The adult salmon spends most of its life at sea, only returning to freshwater to breed. Its amazing life-cycle begins in midwinter high in our river systems, where adult salmon gather to spawn.
Female salmon scrape out a hollow called a “redd” in the gravel and in it lay about 2,500 eggs for every kilo of their body-weight. The waiting males compete to fertilise the eggs, which are then covered with gravel.
After about three months the eggs hatch into tiny orange alevins. These are unable to swim, and remain in the gravel living off an attached yolk sack until they grow to about 2cm (0.8 inch) long. During this time they absorb the yolk sack and become speckled brown salmon fry, finally leaving the safety of the gravel for life in the open water.
Most of these fry are eaten by other fish, insects and birds in their first few weeks of life.

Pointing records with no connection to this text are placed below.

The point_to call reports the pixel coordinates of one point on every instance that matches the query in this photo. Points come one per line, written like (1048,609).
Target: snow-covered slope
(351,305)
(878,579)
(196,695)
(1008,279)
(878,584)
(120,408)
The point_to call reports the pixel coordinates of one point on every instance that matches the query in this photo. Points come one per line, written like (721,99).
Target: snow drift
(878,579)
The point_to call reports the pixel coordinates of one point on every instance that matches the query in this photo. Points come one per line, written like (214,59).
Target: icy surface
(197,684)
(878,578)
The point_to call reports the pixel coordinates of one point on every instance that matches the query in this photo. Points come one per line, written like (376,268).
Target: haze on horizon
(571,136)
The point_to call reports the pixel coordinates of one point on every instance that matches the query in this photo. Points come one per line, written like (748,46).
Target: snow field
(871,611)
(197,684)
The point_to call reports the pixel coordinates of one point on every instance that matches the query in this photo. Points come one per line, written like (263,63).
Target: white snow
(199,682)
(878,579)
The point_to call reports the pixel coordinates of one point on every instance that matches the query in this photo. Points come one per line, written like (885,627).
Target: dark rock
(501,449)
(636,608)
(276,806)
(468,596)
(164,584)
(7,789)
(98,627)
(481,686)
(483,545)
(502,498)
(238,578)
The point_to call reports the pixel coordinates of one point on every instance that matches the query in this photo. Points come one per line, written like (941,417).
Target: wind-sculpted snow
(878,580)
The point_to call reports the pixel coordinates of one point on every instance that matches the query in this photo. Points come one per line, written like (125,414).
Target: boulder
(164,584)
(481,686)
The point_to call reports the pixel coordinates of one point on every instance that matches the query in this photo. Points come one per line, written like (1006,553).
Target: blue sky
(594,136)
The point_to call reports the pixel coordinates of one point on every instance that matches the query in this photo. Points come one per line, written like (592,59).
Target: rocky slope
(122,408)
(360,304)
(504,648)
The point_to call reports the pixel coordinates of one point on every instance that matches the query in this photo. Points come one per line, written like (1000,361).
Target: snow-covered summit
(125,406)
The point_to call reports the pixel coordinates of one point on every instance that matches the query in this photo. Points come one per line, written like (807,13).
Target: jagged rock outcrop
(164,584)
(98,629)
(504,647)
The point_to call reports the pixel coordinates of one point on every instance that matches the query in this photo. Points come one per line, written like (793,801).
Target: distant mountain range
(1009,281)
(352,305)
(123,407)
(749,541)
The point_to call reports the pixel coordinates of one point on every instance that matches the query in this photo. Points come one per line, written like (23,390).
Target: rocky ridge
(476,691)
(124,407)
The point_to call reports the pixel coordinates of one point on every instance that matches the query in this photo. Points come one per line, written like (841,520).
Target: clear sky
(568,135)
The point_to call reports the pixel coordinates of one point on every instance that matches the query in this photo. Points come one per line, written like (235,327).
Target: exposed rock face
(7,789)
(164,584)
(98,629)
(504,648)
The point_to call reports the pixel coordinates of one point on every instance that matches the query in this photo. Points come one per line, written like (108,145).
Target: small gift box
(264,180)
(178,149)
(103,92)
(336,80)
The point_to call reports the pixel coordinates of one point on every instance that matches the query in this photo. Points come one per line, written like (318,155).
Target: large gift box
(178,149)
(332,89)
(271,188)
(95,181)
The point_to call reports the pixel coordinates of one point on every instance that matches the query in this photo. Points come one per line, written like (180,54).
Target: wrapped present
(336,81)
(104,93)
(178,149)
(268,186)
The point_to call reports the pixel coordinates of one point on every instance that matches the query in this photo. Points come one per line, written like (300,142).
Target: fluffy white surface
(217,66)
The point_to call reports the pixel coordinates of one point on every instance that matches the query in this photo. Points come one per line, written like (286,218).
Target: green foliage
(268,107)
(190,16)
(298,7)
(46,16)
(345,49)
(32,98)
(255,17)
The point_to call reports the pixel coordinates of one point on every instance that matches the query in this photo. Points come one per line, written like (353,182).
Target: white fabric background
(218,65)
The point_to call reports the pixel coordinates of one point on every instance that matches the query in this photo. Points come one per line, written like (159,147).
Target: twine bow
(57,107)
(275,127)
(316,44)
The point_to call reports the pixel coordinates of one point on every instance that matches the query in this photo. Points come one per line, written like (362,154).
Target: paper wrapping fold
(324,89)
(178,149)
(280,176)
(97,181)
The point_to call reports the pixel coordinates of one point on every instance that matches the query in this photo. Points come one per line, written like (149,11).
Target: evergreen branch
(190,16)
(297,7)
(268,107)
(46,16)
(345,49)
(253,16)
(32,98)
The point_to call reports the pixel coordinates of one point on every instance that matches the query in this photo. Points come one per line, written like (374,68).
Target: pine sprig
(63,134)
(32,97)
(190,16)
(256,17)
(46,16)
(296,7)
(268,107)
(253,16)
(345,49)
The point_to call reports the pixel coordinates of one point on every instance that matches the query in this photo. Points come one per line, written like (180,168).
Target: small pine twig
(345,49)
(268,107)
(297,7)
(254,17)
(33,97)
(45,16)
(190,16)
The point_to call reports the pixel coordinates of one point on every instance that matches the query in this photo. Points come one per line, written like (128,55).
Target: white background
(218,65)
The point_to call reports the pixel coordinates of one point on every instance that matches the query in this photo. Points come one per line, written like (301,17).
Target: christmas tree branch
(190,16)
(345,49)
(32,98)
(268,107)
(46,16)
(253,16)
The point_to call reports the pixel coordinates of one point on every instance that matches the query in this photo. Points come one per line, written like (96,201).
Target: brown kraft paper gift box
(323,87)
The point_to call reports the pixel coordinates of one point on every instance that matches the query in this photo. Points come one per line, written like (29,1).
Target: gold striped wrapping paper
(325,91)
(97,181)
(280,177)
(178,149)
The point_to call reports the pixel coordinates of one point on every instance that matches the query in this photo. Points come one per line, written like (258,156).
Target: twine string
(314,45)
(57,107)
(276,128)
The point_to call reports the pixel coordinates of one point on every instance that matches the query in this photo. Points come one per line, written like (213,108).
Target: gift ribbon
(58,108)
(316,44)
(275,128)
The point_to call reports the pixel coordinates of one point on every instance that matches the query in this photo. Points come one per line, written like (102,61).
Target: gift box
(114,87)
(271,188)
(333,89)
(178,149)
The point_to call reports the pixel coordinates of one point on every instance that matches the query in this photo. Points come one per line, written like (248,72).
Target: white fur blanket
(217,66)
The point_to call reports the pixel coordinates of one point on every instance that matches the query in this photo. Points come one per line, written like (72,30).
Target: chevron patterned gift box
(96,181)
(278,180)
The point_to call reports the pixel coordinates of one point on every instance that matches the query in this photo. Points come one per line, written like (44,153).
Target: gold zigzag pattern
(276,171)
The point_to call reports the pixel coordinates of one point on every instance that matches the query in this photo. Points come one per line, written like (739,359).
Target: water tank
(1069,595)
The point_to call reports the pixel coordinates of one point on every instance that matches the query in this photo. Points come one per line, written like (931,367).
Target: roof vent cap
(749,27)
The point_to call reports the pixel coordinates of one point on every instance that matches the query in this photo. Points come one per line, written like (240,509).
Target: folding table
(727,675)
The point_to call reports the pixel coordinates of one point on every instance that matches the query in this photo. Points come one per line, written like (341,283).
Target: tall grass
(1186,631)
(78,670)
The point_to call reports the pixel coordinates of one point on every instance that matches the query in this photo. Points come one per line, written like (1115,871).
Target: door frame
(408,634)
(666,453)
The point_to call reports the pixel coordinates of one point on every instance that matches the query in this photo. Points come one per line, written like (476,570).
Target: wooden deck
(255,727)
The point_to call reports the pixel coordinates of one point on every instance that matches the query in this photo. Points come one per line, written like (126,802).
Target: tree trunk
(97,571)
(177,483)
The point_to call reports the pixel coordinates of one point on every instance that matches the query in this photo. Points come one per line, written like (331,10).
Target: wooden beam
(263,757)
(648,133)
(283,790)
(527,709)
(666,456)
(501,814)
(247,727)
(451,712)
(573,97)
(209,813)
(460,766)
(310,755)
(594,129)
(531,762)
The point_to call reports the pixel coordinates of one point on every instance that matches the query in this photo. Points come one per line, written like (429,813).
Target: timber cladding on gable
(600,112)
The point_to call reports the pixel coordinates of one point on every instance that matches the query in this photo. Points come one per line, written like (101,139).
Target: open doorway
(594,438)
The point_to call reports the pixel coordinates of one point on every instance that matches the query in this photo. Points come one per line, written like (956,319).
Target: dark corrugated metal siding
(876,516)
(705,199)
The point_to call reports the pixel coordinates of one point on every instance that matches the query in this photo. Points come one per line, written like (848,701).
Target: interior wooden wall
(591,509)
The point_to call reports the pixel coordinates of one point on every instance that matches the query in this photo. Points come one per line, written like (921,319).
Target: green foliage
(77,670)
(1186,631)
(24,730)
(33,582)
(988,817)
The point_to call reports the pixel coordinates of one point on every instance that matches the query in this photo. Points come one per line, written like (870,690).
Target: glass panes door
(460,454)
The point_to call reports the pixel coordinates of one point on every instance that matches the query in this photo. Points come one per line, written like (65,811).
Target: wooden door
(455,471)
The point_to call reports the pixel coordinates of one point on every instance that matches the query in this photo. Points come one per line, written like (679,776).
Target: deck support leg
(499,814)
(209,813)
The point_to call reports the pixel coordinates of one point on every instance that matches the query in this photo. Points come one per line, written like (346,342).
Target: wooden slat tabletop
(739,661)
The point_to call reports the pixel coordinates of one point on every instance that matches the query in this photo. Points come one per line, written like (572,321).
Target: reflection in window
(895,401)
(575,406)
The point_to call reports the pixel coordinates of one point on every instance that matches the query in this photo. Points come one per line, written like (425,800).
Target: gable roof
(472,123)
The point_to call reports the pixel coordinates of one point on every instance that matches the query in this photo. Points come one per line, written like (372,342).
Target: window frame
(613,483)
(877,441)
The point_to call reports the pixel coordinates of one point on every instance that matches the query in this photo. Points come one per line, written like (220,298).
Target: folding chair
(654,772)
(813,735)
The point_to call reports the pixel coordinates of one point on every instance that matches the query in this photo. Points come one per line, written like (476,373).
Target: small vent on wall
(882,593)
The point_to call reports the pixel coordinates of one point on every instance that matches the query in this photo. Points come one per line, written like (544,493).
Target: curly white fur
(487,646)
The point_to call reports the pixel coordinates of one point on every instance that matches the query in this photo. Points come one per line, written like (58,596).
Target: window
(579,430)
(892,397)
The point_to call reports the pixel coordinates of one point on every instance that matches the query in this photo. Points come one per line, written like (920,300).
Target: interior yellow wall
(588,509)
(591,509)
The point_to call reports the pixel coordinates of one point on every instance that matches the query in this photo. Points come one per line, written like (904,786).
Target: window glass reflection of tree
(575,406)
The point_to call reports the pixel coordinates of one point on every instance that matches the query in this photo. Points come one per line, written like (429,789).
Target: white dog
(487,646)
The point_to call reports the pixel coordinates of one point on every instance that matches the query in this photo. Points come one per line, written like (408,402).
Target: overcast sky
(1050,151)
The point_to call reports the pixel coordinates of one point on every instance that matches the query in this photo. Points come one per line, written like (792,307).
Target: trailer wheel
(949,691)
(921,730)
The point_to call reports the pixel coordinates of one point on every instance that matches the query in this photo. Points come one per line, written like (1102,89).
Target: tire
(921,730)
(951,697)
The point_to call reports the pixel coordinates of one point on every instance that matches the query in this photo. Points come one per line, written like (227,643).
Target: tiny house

After several months those that survive will be 5-10cm (2-4 inches) long, and will have a series of dark markings down their flanks. They are now salmon parr, and will live in the river system for an average of two years before becoming silvery coloured smolts and running downriver to the ocean.
We know relatively little about the life of Atlantic salmon at sea. They are thought to roam widely feeding on squid, shrimp and small fish. They spend at least a year and usually more bulking up at sea before they become sexually mature and return to fresh water to spawn. Remarkably most adults will return to the exact river where they hatched, using their incredibly keen sense of smell and other sensory cues to lead them home.
Salmon cease to feed once they enter the river, and gradually deteriorate in condition as they make the arduous journey to their spawning grounds. At the end of their ordeal they are utterly spent, and most die on their way back to the sea. A few, however, will survive to spawn again in other years.
The Atlantic salmon has always had a special significance to the people of Ireland and has even earned a place in Irish mythology in the story of the Salmon of Knowledge. Many of Ireland’s rivers still harbour healthy salmon populations of, but today the species is under threat throughout its range.
For the last 200 years salmon populations have been declining steadily – a trend that has been linked to increasing industrialisation. In the past 30 years stocks have plummeted – with average catches today some 80% lower than in the 1970s. Commercial overexploitation and increasing river pollution are all taking their toll on this princely fish.
The Atlantic salmon has become a symbol both of nature’s bounty and of the quality of our environment. Let’s hope that the current crash in salmon populations can be reversed, and that the sight of the leaping salmon will continue to grace Irish rivers for many years into the future.